Wave induced fracture of a sea ice analog

Abstract

We study at the laboratory scale the rupture of thin floating sheets made of a brittle material under a wave-induced mechanical forcing. We show that the rupture occurs where the curvature is maximum and the break-up threshold strongly depends on the wave properties. We observe that the critical stress for fracture depends on the forcing wavelength. Hence our observations are incompatible with a critical stress criterion for fracture. Instead, our measurements can be rationalized as an energy criterion: a fracture propagates when the material surface energy is lower than the released elastic energy, which depends on the forcing geometry.

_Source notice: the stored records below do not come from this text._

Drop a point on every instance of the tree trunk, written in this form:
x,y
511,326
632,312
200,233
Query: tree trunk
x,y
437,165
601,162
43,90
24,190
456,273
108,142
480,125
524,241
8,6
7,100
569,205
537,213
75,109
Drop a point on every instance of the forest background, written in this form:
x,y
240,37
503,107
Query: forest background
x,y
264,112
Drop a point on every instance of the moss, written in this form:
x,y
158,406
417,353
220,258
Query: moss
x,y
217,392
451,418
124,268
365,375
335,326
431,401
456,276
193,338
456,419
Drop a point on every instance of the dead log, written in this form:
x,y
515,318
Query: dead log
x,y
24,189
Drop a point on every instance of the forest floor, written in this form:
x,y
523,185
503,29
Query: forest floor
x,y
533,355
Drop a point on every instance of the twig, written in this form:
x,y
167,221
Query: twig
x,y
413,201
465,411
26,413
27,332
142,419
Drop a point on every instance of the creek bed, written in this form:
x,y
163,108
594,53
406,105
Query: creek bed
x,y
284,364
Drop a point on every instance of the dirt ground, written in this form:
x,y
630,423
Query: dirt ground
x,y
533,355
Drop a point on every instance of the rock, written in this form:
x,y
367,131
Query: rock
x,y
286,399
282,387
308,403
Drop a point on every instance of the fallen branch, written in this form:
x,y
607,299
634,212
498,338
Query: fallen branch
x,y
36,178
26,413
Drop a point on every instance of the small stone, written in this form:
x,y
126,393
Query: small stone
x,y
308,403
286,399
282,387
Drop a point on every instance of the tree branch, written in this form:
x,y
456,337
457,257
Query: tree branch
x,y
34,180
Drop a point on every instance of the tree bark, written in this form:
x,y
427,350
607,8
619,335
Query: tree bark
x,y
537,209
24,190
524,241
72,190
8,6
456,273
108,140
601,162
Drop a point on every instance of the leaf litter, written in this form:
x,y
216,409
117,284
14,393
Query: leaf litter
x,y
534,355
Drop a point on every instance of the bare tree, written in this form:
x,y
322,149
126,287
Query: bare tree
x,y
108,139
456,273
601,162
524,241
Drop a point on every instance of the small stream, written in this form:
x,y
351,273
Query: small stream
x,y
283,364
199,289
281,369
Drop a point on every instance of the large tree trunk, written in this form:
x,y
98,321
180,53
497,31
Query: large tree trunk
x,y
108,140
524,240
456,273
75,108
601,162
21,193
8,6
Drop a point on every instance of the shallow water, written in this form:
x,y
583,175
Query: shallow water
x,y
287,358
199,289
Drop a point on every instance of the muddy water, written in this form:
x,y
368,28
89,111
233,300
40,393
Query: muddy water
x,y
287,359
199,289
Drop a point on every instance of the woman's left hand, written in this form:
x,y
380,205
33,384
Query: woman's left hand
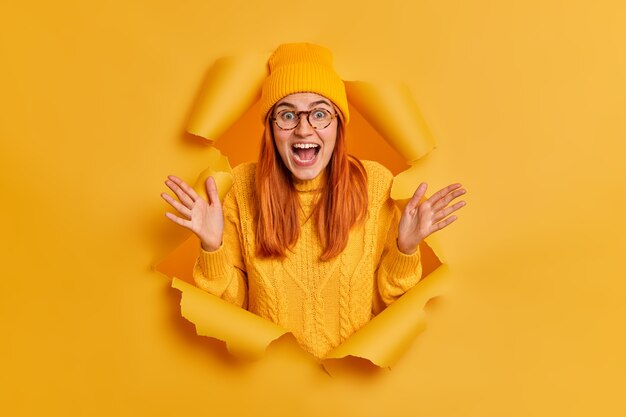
x,y
419,220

In light of these findings, it may be worthwhile to revisit current numerical models of sea ice fracture by ocean waves.

Figures (4)

• Figure 1: a) Sketch of the experimental set-up, showing the varnish layer and the one dimensional profilometry system. b) Experimental measurements of the dispersion relation of surface waves propagating under a varnish layer of thickness $h = 158 \pm 22~\mu$m (blue circles) obtained from a single experiment. The gravito-capillary dispersion relation (black dashed line)is superimposed. The experimental data points lie on the flexural branch, $\omega^2 \sim k^5$.
• Figure 2: a) 3 Photographies issued from the fracture of a single varnish sheet ($h \simeq 150~\mu$m) by propagative waves ($f = 3.33~$Hz, $A = 6.7~$mm and $\lambda = 14~$cm), after 12, 105 and 203 periods. 2)b) Photography of a varnish layer after $307$ periods with $\lambda = 27~$cm, $A = 5.9~$mm, $f=2.397~$Hz and $h = 90 \pm 13~\mu$m. The varnish has broken on the anti-nodes of the waves. c) Schematical representation of the sheet geometry near a fracture tip. A planar, non-linear wave locally induces a curvature on a characteristic length $L_{\kappa}$ in the transverse direction. For a large enough amplitude, a fracture of length $L_{crack}$ propagates along the wave crest/trough.
• Figure 3: a) Crack propagation in a varnish layer of thickness $h = 57\pm8~\mu$m for waves ($\lambda=43.12~$cm) of increasing amplitude (images 1,2 and 3), respectively $A=0.96/1.18/1.34~$cm. b) Crack length $L_{crack}$ as a function of the wave amplitude $A$ corresponding to the experiment of [Fig. \ref{['fig:3']}a)]. A linear fit of the experimental data (red line) gives the threshold amplitude for break-up $A_c = 1.01~$cm corresponding to $L_{crack}=0$. c) Wave amplitude threshold $A_c$ as a function of the wavelength $\lambda$ for different varnish layers, showing a linear relationship in a log-log scale. The varnish layer breaks in the non-linear wave regime of propagation, since $A_c k \simeq 0.16$.
• Figure 4: a) Wave profiles near the maximum of curvature for different wavelength. The normalized relative elevation $\eta-\eta_{min}/(A_{max}-\eta_{min})$ is plotted as a function of the position $x$ in unit of $\lambda$. The wavelength varies from $6.2$ to $54.1$cm. The average $L_{\kappa}$, the half width at maximum curvature, is showed with a blue circle, highlighting the auto-similarity of the wave profiles as well as their non linearity. b) Half width of max curvature $L_{\kappa}$ as a function of the wavelength $\lambda$ for the closest wave profile to the threshold. It shows a linear relationship $L_{\kappa} = \alpha \lambda$, with $\alpha = 0.079\pm 0.004$. c) Curvature threshold $\kappa_c$ for fracture as a function of the wavelength $\lambda$, compatible with $\kappa_c = \beta \lambda^{-1/2}$ with $\beta = 5.82\pm0.6$ m$^{-1/2}$.